Teachers – some of whom have experience working abroad – reported particular problems with a results orientated system, producing pupils without the appropriate life skills.
“Students have far too much power. If they don’t like the marks they have been given in an exam, they bully teachers into changing the marks,” one teacher said. “Teachers are marking up all students so that they appease them and the parents.
“The students are spoon-fed and don’t learn any of the life skills they’ll need, for example basic revision skills, how to read an article and summarise it, or how to take the key points from it,” the teacher told Minivan News.
The teachers also described problems caused by teachers being forced to supplement their income with additional tuition, often teaching children from within their own school – prompting a conflict of interests.
“It is known that a lot of the teachers only teach half the syllabus in class, forcing students to take on extra tuition,” commented one teacher.
“However, this is an error on both the government/schools side and the teacher’s side. The teachers aren’t getting paid enough so they have to supplement their salary with tuition,” the teacher explained.
Shilfa said the tuition issue was a long-term problem which had concerned the ministry for some time.
“It is a norm because it is a system based on marks, and we were trying to change that – there is pressure from parents [on teachers] to give good marks,” she said.
While one teacher explained that schools still offered opportunities for further training to staff via the Continuing Professional Development (CPD) scheme, at the time of press Minivan News was unable to obtain comment from the government on current policy.
Four different education officials, including senior appointments, failed to respond or referred Minivan News to other officials, who likewise failed to respond. One education official demanded Minivan News submit a request for comment in writing.
After last week’s award ceremony at Dharubaaruge, President Waheed said the implementation of a new curriculum as well as further training for teachers was needed to improve the education system.
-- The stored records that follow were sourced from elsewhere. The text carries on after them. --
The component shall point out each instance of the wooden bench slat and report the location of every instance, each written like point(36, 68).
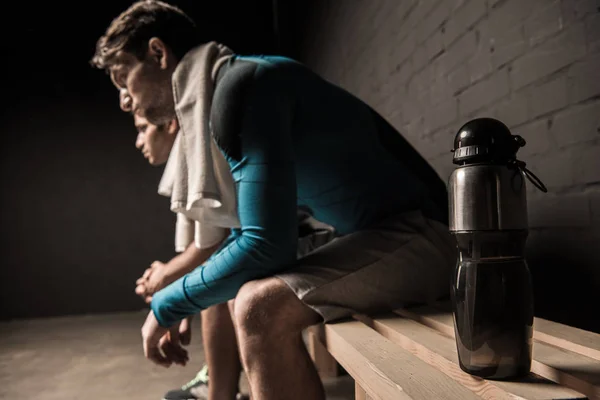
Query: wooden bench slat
point(565, 367)
point(439, 351)
point(568, 337)
point(384, 370)
point(560, 335)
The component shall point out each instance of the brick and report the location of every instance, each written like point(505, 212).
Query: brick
point(469, 13)
point(511, 13)
point(514, 110)
point(578, 124)
point(537, 138)
point(479, 66)
point(592, 31)
point(434, 20)
point(436, 145)
point(403, 51)
point(462, 20)
point(484, 92)
point(414, 131)
point(569, 210)
point(441, 115)
point(382, 15)
point(549, 57)
point(507, 44)
point(451, 30)
point(576, 10)
point(420, 12)
point(434, 45)
point(549, 96)
point(545, 22)
point(419, 57)
point(556, 171)
point(587, 165)
point(584, 79)
point(440, 91)
point(402, 72)
point(459, 52)
point(458, 80)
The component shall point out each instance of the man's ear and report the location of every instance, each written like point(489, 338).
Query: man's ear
point(158, 52)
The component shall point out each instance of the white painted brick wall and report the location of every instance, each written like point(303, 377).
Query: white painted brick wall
point(429, 66)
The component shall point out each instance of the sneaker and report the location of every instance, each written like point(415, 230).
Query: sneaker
point(196, 389)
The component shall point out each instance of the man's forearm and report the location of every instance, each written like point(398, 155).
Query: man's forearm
point(188, 260)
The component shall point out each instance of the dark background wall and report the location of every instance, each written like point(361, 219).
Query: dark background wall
point(80, 218)
point(431, 65)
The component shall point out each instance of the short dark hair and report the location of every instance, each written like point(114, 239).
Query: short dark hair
point(143, 20)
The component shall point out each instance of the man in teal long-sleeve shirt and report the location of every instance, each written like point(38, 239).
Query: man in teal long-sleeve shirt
point(289, 138)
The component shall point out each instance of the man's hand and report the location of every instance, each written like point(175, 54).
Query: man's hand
point(162, 346)
point(154, 278)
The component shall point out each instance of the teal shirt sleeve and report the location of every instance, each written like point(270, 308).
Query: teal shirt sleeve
point(266, 193)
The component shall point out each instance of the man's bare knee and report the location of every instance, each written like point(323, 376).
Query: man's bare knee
point(269, 307)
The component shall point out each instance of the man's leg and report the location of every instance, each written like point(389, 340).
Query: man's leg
point(269, 321)
point(222, 360)
point(221, 352)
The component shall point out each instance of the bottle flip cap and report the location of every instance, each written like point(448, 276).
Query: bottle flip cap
point(487, 140)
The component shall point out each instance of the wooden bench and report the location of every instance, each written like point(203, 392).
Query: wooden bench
point(411, 354)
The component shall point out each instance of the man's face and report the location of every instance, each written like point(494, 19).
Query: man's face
point(155, 141)
point(144, 87)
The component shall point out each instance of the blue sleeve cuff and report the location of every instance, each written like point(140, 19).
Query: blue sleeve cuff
point(171, 304)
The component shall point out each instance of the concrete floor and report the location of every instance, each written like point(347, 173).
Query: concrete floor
point(96, 357)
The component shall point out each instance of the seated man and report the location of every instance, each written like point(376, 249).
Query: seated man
point(220, 347)
point(288, 138)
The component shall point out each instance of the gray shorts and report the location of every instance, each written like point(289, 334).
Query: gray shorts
point(406, 259)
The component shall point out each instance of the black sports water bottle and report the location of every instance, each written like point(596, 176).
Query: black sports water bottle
point(491, 288)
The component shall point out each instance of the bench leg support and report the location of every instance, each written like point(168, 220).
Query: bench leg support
point(326, 365)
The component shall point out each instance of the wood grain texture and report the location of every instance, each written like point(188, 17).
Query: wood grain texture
point(440, 352)
point(560, 335)
point(579, 372)
point(326, 365)
point(359, 393)
point(384, 370)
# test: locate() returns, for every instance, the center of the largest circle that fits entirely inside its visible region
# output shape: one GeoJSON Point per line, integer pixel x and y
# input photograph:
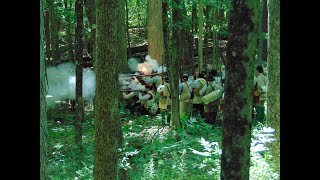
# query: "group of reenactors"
{"type": "Point", "coordinates": [199, 95]}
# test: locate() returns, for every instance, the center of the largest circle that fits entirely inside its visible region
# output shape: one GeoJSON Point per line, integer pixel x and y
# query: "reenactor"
{"type": "Point", "coordinates": [199, 89]}
{"type": "Point", "coordinates": [185, 96]}
{"type": "Point", "coordinates": [165, 101]}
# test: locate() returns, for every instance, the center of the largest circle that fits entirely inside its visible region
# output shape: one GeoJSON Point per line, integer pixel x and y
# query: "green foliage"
{"type": "Point", "coordinates": [152, 151]}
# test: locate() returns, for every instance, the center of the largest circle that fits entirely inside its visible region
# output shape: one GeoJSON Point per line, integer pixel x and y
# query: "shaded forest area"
{"type": "Point", "coordinates": [87, 130]}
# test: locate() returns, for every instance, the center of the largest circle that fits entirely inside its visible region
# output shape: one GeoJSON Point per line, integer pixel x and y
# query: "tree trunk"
{"type": "Point", "coordinates": [43, 111]}
{"type": "Point", "coordinates": [207, 33]}
{"type": "Point", "coordinates": [79, 74]}
{"type": "Point", "coordinates": [174, 65]}
{"type": "Point", "coordinates": [237, 123]}
{"type": "Point", "coordinates": [127, 23]}
{"type": "Point", "coordinates": [53, 30]}
{"type": "Point", "coordinates": [260, 44]}
{"type": "Point", "coordinates": [47, 33]}
{"type": "Point", "coordinates": [265, 30]}
{"type": "Point", "coordinates": [273, 111]}
{"type": "Point", "coordinates": [110, 50]}
{"type": "Point", "coordinates": [91, 14]}
{"type": "Point", "coordinates": [165, 9]}
{"type": "Point", "coordinates": [200, 45]}
{"type": "Point", "coordinates": [194, 24]}
{"type": "Point", "coordinates": [69, 38]}
{"type": "Point", "coordinates": [214, 39]}
{"type": "Point", "coordinates": [155, 30]}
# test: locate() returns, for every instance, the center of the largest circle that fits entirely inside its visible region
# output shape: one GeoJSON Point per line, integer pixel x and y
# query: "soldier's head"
{"type": "Point", "coordinates": [202, 74]}
{"type": "Point", "coordinates": [210, 78]}
{"type": "Point", "coordinates": [185, 77]}
{"type": "Point", "coordinates": [166, 79]}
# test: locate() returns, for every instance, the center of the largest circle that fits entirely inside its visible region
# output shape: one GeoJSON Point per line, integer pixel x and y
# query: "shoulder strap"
{"type": "Point", "coordinates": [188, 87]}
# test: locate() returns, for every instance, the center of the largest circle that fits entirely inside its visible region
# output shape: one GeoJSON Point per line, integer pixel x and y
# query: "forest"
{"type": "Point", "coordinates": [160, 89]}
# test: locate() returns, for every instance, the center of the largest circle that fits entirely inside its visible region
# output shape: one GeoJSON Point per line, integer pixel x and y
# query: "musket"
{"type": "Point", "coordinates": [125, 75]}
{"type": "Point", "coordinates": [128, 90]}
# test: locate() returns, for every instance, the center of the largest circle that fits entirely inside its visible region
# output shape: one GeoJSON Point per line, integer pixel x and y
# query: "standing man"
{"type": "Point", "coordinates": [185, 96]}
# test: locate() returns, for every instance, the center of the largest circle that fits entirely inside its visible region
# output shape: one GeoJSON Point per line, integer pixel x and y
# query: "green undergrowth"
{"type": "Point", "coordinates": [153, 151]}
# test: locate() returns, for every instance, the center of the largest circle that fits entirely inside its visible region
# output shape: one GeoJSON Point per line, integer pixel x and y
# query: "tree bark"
{"type": "Point", "coordinates": [155, 30]}
{"type": "Point", "coordinates": [174, 65]}
{"type": "Point", "coordinates": [273, 111]}
{"type": "Point", "coordinates": [91, 14]}
{"type": "Point", "coordinates": [165, 9]}
{"type": "Point", "coordinates": [265, 30]}
{"type": "Point", "coordinates": [43, 111]}
{"type": "Point", "coordinates": [69, 38]}
{"type": "Point", "coordinates": [79, 115]}
{"type": "Point", "coordinates": [127, 24]}
{"type": "Point", "coordinates": [47, 32]}
{"type": "Point", "coordinates": [53, 30]}
{"type": "Point", "coordinates": [237, 123]}
{"type": "Point", "coordinates": [200, 45]}
{"type": "Point", "coordinates": [110, 50]}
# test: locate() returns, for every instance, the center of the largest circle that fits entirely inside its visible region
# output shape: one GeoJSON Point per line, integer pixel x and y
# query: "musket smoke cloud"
{"type": "Point", "coordinates": [62, 83]}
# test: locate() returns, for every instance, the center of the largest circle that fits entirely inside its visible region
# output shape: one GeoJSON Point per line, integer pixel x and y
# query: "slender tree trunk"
{"type": "Point", "coordinates": [43, 111]}
{"type": "Point", "coordinates": [91, 14]}
{"type": "Point", "coordinates": [273, 111]}
{"type": "Point", "coordinates": [79, 115]}
{"type": "Point", "coordinates": [155, 30]}
{"type": "Point", "coordinates": [174, 65]}
{"type": "Point", "coordinates": [165, 9]}
{"type": "Point", "coordinates": [110, 50]}
{"type": "Point", "coordinates": [237, 123]}
{"type": "Point", "coordinates": [47, 32]}
{"type": "Point", "coordinates": [53, 17]}
{"type": "Point", "coordinates": [260, 44]}
{"type": "Point", "coordinates": [194, 22]}
{"type": "Point", "coordinates": [200, 46]}
{"type": "Point", "coordinates": [207, 9]}
{"type": "Point", "coordinates": [128, 35]}
{"type": "Point", "coordinates": [183, 49]}
{"type": "Point", "coordinates": [214, 40]}
{"type": "Point", "coordinates": [69, 38]}
{"type": "Point", "coordinates": [265, 30]}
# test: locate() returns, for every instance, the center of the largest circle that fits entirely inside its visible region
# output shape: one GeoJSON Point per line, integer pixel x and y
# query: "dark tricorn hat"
{"type": "Point", "coordinates": [210, 78]}
{"type": "Point", "coordinates": [185, 76]}
{"type": "Point", "coordinates": [166, 79]}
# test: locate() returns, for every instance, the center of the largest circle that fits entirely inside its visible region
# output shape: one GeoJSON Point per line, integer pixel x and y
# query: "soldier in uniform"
{"type": "Point", "coordinates": [165, 101]}
{"type": "Point", "coordinates": [199, 89]}
{"type": "Point", "coordinates": [185, 96]}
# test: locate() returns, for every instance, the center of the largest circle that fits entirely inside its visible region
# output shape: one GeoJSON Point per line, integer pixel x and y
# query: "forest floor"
{"type": "Point", "coordinates": [151, 151]}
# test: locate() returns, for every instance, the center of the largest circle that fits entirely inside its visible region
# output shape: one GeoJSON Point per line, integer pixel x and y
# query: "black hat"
{"type": "Point", "coordinates": [185, 76]}
{"type": "Point", "coordinates": [166, 79]}
{"type": "Point", "coordinates": [210, 78]}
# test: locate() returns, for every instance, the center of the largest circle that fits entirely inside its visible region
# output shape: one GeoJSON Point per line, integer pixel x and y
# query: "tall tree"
{"type": "Point", "coordinates": [43, 111]}
{"type": "Point", "coordinates": [91, 14]}
{"type": "Point", "coordinates": [273, 112]}
{"type": "Point", "coordinates": [54, 30]}
{"type": "Point", "coordinates": [110, 49]}
{"type": "Point", "coordinates": [260, 38]}
{"type": "Point", "coordinates": [69, 38]}
{"type": "Point", "coordinates": [200, 45]}
{"type": "Point", "coordinates": [47, 31]}
{"type": "Point", "coordinates": [174, 65]}
{"type": "Point", "coordinates": [265, 30]}
{"type": "Point", "coordinates": [127, 28]}
{"type": "Point", "coordinates": [236, 126]}
{"type": "Point", "coordinates": [79, 115]}
{"type": "Point", "coordinates": [165, 23]}
{"type": "Point", "coordinates": [155, 30]}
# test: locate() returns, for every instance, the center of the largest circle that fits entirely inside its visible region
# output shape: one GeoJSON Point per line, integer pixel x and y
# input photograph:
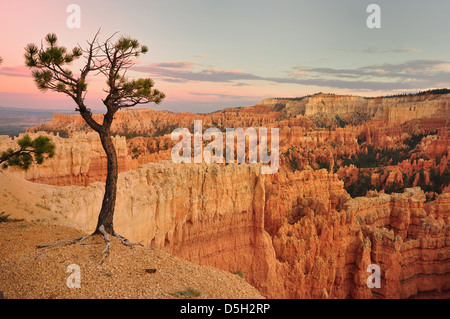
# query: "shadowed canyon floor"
{"type": "Point", "coordinates": [361, 182]}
Waheed also pointed to a gap in the system affecting school leavers.
“One of the biggest problems for youth today is that they have to stop studying when they reach Grade 10. They finish school at the age of 16,” said the President.
“My hope is that the education system is changed, such that every child gets to go to school until they are 18, and that they become productive and useful individuals,” he added.
This particular issue was highlighted by a recent report into gang culture in the country, produced by the Asia Foundation.
The report linked this so called ‘lost age group’ to unemployment and subsequent involvement in gang activities as a source of income.
State Minister of Education Imad Solih told the media last month that the country’s education system had failed, with detrimental repercussions for society as a whole.
He stated that, with the government’s annual investment of MVR 2.4 billion (US$156 million) on education, the outcome was unacceptable.
An Organisation for Economic Cooperation and Development (OECD) report released last December ranked the Maldives as number one in the Asia Pacific region on education spending as a percentage of GDP.
According to the report, Maldives spends the highest proportion of GDP on public education (8.1 percent) across the Asia/Pacific region, four times higher than countries such as Cambodia and Myanmar.
Despite the expenditure, Solih argued that the countrywide results of O’level and A’level examinations did not reflect the financial input to the education system, and that changes had to be brought to the sector including new plans and targets.
Solih also stated that the failure of the education system should not only remain a concern of the education sector alone, but political leaders, parliamentarians and the general public should also share the concerns.
“I urge everyone to set aside our political differences and to take a minute to think about the current education system,” he said.